I'm trying to determine if the following sets are countable: (a) $\mathbb{Z}^{[0,1]}, (b) [0,1]^{\mathbb{Z}}, (c) \mathbb{Z}^{\mathbb{Z}}$, (d) the set given by functions $f:\mathbb{Z}\to\mathbb{R}$ such that $f(n)\neq0$ only for finitely $n$ (otherwise zero), (e) the set given by functions $f:\mathbb{Z}\to\mathbb{Z}$ such that $f(n)\neq0$ only for finitely $n$ (otherwise zero).
Here $Y^X$ denotes the set of all function from $X$ to $Y$. I've seen similar question that involves $\{0,1\}$ instead of $[0,1]$, I'm not sure how to proceed if I have the last case (I'm considering the possibility that the question is wrong, wouldn't imply that question 1 and 2 are uncountable just because $[0,1]$ is uncountable?).
Is there a theorem that states "If $f:X\to Y$ and $X$ or $Y$ is uncountable then $Y^{X}$ is uncountable"?
For (a) I'm tempted to say uncountable but I haven't found a way to write a proof that looks good.
Still, I believe I could prove that $Z^{[0,1]}$ is uncountable also by proving that $\mathbb{Z_+}^{\{0,1\}}$ is uncountable because $\mathbb{Z_+}^{\{0,1\}} \subset \mathbb{Z}^{[0,1]}$. To do this I repeat Cantor's argument: if $\mathbb{Z_+}^{\{0,1\}}$ is countable then we can have a list $\{f_1,f_2\}$ with every function, but defining $f(n)= 0$ (if $f_n(n)=1)$ and $f(n)=1$ (if $f(n(n)=0)$ we have a that $f$ is not in the list; I believe this would probe (b).
For (c), since $Z^{[0,1]} \subset Z^{\mathbb{Z}}$ can I conclude $Z^{\mathbb{Z}}$ uncountable?.
Can I conclude (d) uncountable because $\mathbb{R}$ uncountable?. Another argument may be the following: If countable we have a list $\{f_1,f_2,f_3,\dots\}$ of functions, now define $f(n) = a_1.a_2a_3a_3\dots$ where $a_n= 0$ if nth term of the decimal expression of $f_n(n)$ is not $0$ and $1$ otherwise; would this construct a function that is not in the former set and finish the proof?.
For (e) maybe I can split $\mathbb{Z}$ considering $\mathbb{Z}=\mathbb{Z_{-}}\cup{\{0\}}\cup\mathbb{Z_+}$ and prove that each one is countable.

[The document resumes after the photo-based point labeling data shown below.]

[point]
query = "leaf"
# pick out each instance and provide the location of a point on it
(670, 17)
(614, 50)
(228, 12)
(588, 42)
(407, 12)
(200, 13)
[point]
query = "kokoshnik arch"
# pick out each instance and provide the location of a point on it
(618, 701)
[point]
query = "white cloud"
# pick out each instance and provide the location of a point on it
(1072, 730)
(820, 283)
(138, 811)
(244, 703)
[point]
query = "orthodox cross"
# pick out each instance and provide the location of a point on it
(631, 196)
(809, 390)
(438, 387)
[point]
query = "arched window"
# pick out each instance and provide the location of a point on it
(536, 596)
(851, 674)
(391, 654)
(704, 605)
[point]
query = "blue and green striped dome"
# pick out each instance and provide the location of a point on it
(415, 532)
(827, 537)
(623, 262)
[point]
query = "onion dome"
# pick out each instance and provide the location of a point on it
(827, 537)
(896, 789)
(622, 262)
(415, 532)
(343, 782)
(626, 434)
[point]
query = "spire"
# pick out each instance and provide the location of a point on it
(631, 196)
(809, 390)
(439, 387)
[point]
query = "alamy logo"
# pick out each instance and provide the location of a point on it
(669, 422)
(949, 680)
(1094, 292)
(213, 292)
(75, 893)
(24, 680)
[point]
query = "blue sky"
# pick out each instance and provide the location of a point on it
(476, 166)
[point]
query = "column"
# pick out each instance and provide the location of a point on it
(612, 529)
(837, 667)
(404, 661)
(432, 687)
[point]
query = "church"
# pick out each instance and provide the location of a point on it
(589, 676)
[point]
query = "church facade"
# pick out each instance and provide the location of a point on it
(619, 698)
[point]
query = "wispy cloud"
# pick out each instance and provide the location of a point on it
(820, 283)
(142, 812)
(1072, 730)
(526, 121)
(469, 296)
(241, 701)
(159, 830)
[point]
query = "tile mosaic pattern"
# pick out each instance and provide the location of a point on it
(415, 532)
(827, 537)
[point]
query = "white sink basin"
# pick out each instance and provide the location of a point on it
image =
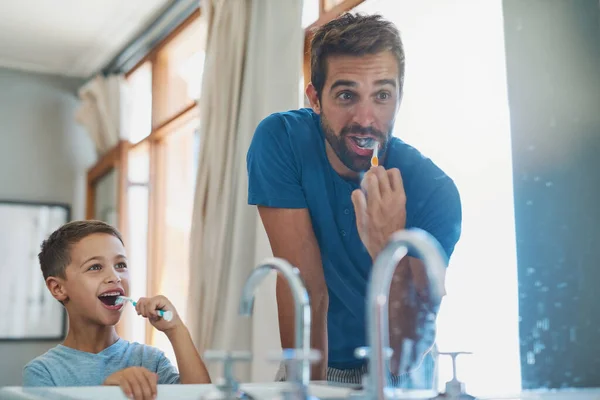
(259, 391)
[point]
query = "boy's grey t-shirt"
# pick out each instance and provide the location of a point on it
(64, 366)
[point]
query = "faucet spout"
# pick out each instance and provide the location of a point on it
(301, 305)
(435, 260)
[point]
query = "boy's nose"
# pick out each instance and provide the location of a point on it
(113, 277)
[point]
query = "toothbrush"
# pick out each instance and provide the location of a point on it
(375, 156)
(167, 315)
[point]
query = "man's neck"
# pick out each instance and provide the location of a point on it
(89, 338)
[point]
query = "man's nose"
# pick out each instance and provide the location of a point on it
(364, 115)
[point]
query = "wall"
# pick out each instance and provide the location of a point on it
(44, 156)
(553, 69)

I'm not sure yet what to do, should I consider all the cases, this is, $f:Z_+\to Z_+, f:Z_+\to Z_{-}$, etc?.
I don't see what role $f$ plays here, but yes, it is true that if $|X| \ge 2$ and $Y$ is non-empty, then $|X^Y| \ge |X|$ and $|X^Y| \ge |Y|$.

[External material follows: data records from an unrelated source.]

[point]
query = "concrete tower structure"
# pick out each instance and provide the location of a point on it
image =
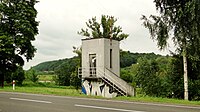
(100, 71)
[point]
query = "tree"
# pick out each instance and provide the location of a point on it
(103, 29)
(32, 75)
(17, 31)
(181, 17)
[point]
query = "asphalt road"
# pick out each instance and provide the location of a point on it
(21, 102)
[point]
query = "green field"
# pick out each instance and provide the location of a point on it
(46, 77)
(70, 91)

To see that $|X^Y| \ge |X|$, we have the functions $\{f_{\alpha}:Y \to X\}_{\alpha \in X}$ defined by $f_\alpha(y) = \alpha$ for all $y \in Y$. Each $f_\alpha$ is a distinct element of $X^Y$ (because $Y$ is non-empty), and the cardinality of $\{f_\alpha\}$ is the same as the cardinality of $X$.

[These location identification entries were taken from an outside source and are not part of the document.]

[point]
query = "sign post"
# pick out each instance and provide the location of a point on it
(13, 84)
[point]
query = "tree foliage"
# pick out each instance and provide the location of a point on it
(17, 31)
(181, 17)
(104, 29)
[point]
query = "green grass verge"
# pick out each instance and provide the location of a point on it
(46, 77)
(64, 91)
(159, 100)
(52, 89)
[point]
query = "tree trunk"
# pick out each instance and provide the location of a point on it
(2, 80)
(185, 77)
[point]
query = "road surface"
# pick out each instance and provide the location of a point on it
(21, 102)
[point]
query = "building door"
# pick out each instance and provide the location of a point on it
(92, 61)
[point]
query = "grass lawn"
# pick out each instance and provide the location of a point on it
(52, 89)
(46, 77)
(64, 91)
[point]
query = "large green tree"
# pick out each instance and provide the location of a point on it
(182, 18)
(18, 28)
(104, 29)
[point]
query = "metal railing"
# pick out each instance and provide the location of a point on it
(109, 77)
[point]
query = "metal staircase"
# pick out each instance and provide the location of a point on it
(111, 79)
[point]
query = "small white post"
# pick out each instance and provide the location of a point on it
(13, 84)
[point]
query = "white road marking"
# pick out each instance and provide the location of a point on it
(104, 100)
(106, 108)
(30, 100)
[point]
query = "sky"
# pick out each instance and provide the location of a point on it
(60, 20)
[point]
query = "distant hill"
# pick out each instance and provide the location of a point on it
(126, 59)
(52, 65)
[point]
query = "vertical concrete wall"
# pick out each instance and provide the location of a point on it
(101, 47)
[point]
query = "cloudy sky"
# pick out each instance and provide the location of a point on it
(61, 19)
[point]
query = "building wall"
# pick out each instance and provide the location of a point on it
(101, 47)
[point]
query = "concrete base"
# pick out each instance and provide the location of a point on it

To see that $|X^Y| \ge |Y|$, choose any distinct $x_0,x_1 \in X$ (we can do this because $|X| \ge 2$), and define the functions $\{f_{\beta}:Y \to X\}_{\beta \in Y}$ by:
$f_\beta(\beta) = x_0$
$f_\beta(y) = x_1$ if $y \ne \beta$
Each $f_\beta$ is a distinct element of $X^Y$, and the cardinality of $\{f_\beta\}$ is the same as the cardinality of $Y$.
To prove the stronger result that $|X^Y|$ is strictly greater than $|Y|$, you can use Cantor's diagonal argument.